AS SUTILEZAS ENCANTATÓRIAS DO AMOR


                                                               

Uma caricatura: imaginemos um inglês do século XIX fazendo a corte a uma dama: nada de baboseiras românticas como luares, flores, pequenos mimos, palavras doces, etc. Não! Tudo objetivo, sempre uma conversa razoável sobre algum assunto concreto. E, subitamente, após muito colóquio a dois, num assomo de coragem, o cavalheiro, titubeante diz: “Quer casar comigo?” e diante da reação de falsa surpresa da dama gagueja um “eu te amo”. A dama, que já esperava com certa impaciência este episódio, num desmaio, diz: “oh, sim”. Consumado o ritual a dama passa a pertencer ao cavalheiro como um troféu, um móvel, uma serviçal que deverá administrar a sua casa e prontamente atender aos desejos de seu amo. É claro que esta é a atitude subjetiva do cavalheiro. A dama certamente tem outros planos e recursos para pô-los em prática. Mas o que está nos interessando aqui é a mentalidade do cavalheiro e logo saberemos por quê. Um razoável exemplo e uma aceitável introdução para o que se segue é a figura de Mr. Higgins do musical “My fair lady”, por sua vez baseada na peça Pigmalião de Bernard Shaw que se inspirou num relato da mitologia romana. Mr. Higgins pode ser tomado como o extremo do homem puramente masculino, objetivo, direto, lacônico, definitivo, irrecorrível. O musical termina com uma expressiva fala de Higgins: “Eliza, traga-me os chinelos”.
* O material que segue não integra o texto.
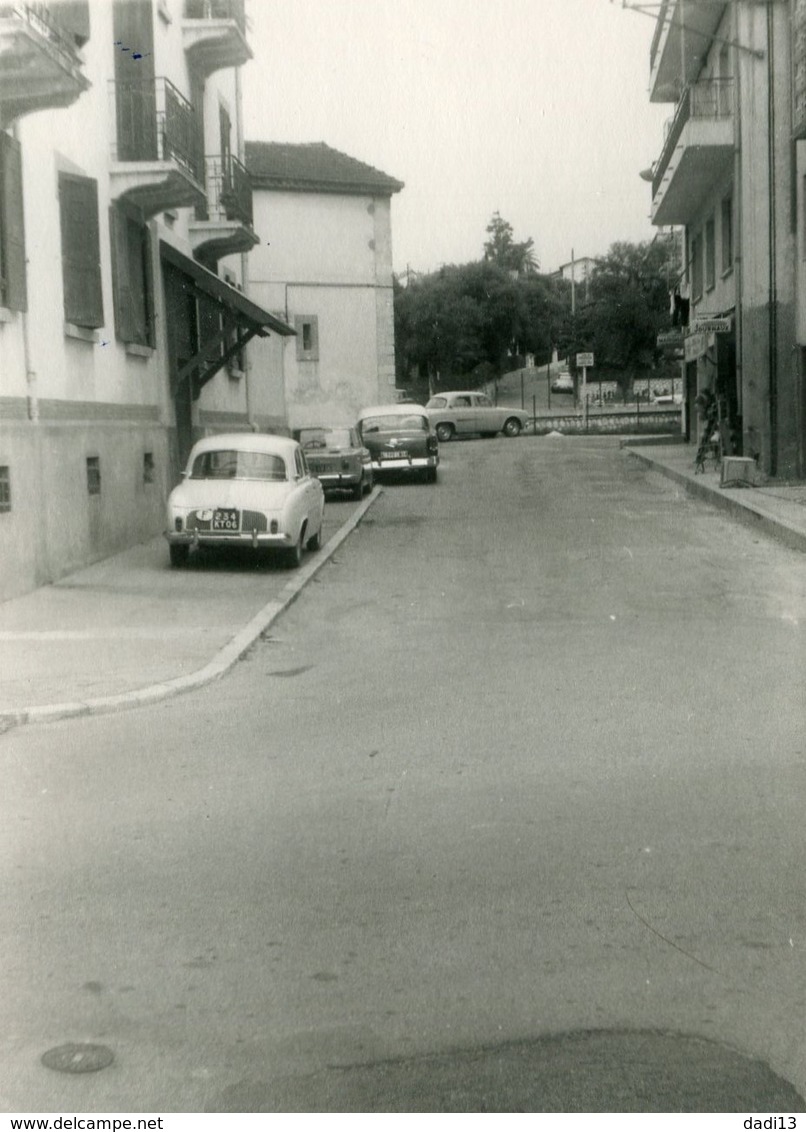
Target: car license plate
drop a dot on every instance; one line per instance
(225, 520)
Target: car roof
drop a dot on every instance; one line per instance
(248, 442)
(394, 410)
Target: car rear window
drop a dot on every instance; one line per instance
(313, 438)
(231, 464)
(394, 423)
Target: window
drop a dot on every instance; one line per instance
(727, 234)
(80, 250)
(710, 254)
(131, 276)
(5, 489)
(307, 327)
(696, 267)
(93, 476)
(13, 293)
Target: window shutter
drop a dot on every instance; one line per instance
(14, 293)
(80, 250)
(121, 276)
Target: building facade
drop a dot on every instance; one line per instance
(324, 266)
(125, 225)
(730, 173)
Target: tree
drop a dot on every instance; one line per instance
(505, 253)
(628, 305)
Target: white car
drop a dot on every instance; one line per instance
(461, 413)
(246, 489)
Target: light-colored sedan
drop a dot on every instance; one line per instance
(249, 490)
(462, 413)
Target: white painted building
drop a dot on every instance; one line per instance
(324, 266)
(125, 224)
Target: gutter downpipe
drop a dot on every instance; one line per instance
(738, 308)
(772, 237)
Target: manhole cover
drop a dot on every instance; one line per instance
(78, 1057)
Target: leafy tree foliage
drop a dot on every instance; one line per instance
(628, 305)
(476, 320)
(502, 249)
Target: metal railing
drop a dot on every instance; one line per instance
(217, 9)
(708, 99)
(155, 122)
(229, 191)
(43, 19)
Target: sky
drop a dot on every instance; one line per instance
(534, 109)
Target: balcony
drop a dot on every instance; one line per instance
(40, 63)
(683, 35)
(223, 226)
(697, 152)
(214, 35)
(156, 159)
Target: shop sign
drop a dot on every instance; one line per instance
(718, 325)
(696, 344)
(670, 341)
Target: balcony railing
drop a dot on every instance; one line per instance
(155, 122)
(43, 19)
(229, 191)
(217, 9)
(708, 99)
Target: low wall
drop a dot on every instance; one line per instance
(622, 421)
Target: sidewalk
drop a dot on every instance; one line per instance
(130, 631)
(774, 509)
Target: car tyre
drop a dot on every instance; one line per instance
(293, 555)
(179, 556)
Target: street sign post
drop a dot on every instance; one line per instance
(584, 360)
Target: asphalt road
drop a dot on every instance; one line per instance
(505, 815)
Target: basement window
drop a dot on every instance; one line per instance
(5, 488)
(93, 476)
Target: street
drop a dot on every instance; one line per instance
(507, 804)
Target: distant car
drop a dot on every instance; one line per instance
(461, 413)
(337, 459)
(400, 439)
(563, 383)
(249, 490)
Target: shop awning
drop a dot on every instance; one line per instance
(224, 319)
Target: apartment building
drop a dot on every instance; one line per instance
(126, 222)
(325, 267)
(730, 174)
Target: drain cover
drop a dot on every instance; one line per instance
(78, 1057)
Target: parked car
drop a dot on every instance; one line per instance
(400, 439)
(563, 383)
(460, 413)
(249, 490)
(337, 459)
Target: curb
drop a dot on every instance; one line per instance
(221, 662)
(746, 512)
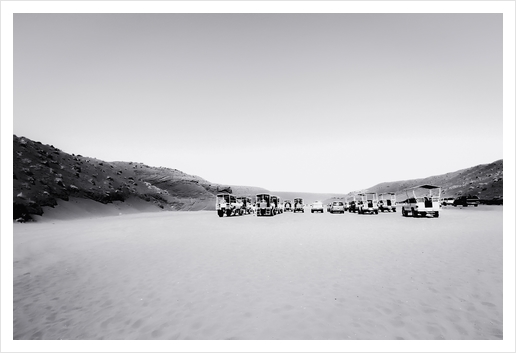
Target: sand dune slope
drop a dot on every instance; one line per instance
(192, 275)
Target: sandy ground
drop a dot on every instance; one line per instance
(193, 275)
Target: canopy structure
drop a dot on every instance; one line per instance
(425, 186)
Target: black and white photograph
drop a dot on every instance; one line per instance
(258, 176)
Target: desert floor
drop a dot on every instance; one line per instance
(193, 275)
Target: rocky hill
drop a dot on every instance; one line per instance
(484, 181)
(42, 174)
Características semelhantes tinha o namorado de uma cliente minha. Quando ela reclamava uma manifestação de afeto ele respondia: “Mas eu já não disse uma vez que te amo? Para que repetir algo que já está estabelecido, que já sabemos?” Ele evidentemente não se dava conta da insegurança que por vezes acometia a sua namorada, nem de sua necessidade de reafirmação do amor, nem da importância de se sentir cortejada, do que isto significava para o reflorescimento de um modo de viver a vida estética e poeticamente, própria do feminino. Os olhos da mulher embelezam e arredondam a vida que os olhos do homem esquematizam. Evidentemente esta é uma situação que vem mudando. Já não estamos na época vitoriana onde Mr. Higgins não precisava se importar com os sentimentos de Eliza Doolittle que, embora paupérrima, inculta, com modos grosseiros, guardava uma potencial sensibilidade feminina. Naquela época, a dependência da mulher era determinada pela institucionalização social, e o homem não precisava se preocupar em entendê-la, percebê-la, senti-la, para mantê-la atrelada a si. Hoje a situação é outra. Cada vez mais mulheres exigem ser compreendidas em sua sensibilidade feminina para permanecer ao lado do companheiro. Elas necessitam de pequenas atenções, elogios sinceros, precisam ser percebidas em seus detalhes, em suas faceirices, em suas variações, em sua potência. No filme “Nova York, eu te amo” ainda em cartaz (estou escrevendo na 2ª semana de 2010) há um episódio em que uma mulher sai de um restaurante, encontra um homem numa calçada adjacente e reclama que é invisível para o marido, pois este não percebe os recursos de sedução que ela emprega para chamar a sua atenção. Na cena seguinte temos o mesmo casal --- e agora sabemos que o homem da calçada é na realidade seu marido --- na mesa do restaurante com o esposo prestando atenção nas vibrações sensuais da mulher, entrando no clima erótico proposto por ela. A mulher vitoriana, transformada em objeto definitivamente conquistado e possuído ficava invisível na sua condição feminina, o que hoje é cada vez menos admitido. O homem, na necessidade de compreender o universo da mulher, acaba por adquirir parte da riqueza do feminino, ficando muito mais ligado no sensível, mais atento às minudências estéticas do mundo, mais tocado pela beleza das coisas, da terra, do universo. Há um equilíbrio maior na união do homem e da mulher, ela desenvolvendo o masculino e ele o feminino.

                            Nahman Armony 
 
 Primeira publicação na revista CARAS.